Tantangan juga Harapan ke Depan
Salah satu tantangan yang mana dihadapi di pengembangan UMKM adalah rendahnya literasi keuangan pada kalangan pelaku usaha. Untuk mengatasi hal ini, BRI secara bergerak memberikan edukasi tentang pengelolaan keuangan, termasuk bagaimana mengakses informasi finansial terbaru juga mengurus bidang usaha secara tambahan profesional.
“Harapan kami, para pelaku UMKM yang tersebut tergabung pada KlasterKu HidupKu tak hanya saja tumbuh pada jangka pendek, tetapi juga mampu menciptakan ekosistem perusahaan yang dimaksud berkelanjutan pada jangka panjang. Kami ingin mereka tiada hanya sekali bertahan, tetapi benar-benar naik kelas kemudian mampu bersaing dalam lingkungan ekonomi yang tersebut lebih besar luas,” ungkap Yuliyanto.

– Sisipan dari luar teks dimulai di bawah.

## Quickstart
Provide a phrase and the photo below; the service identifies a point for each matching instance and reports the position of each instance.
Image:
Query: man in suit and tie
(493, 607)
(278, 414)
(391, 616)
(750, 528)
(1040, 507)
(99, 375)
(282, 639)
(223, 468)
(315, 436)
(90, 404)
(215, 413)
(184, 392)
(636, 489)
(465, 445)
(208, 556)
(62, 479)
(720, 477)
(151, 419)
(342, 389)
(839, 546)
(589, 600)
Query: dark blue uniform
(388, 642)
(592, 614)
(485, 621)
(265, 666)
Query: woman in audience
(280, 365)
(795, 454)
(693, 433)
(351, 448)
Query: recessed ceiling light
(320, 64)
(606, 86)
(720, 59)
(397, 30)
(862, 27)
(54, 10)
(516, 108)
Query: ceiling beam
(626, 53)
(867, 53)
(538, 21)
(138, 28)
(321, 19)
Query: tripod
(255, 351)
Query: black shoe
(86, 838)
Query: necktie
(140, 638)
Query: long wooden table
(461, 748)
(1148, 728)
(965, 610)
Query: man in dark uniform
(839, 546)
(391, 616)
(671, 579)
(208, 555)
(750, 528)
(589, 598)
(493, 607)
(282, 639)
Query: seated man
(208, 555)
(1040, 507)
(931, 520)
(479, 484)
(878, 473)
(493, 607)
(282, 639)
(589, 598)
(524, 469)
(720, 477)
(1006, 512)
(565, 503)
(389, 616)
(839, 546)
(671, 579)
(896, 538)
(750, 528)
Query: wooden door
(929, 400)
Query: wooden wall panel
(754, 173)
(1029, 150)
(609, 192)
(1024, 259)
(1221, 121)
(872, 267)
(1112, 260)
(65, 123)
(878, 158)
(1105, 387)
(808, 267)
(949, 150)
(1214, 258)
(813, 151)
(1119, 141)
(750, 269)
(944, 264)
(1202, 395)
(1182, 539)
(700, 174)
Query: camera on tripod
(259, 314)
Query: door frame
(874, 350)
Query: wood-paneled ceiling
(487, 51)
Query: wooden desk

Sebagai bentuk komitmen jangka panjang, BRI juga terus berinovasi di memberikan pelatihan, teristimewa pada hal digitalisasi usaha. Dengan akses modal yang lebih tinggi mudah dan juga dukungan edukasi industri yang kuat, diharapkan UMKM pada Perkotaan Depok semakin berprogres serta memberikan partisipasi yang mana lebih besar besar bagi perekonomian daerah.
Dengan semangat “Bekerja Setulus Hati,” BRI melakukan konfirmasi bahwa setiap pelaku UMKM miliki kesempatan yang tersebut sebanding untuk berkembang. Proyek KlasterKu HidupKu tidak sekadar bantuan finansial, tetapi juga sebuah sistem ekologi yang tersebut mengupayakan peningkatan bidang usaha yang lebih besar sehat dan juga berkelanjutan.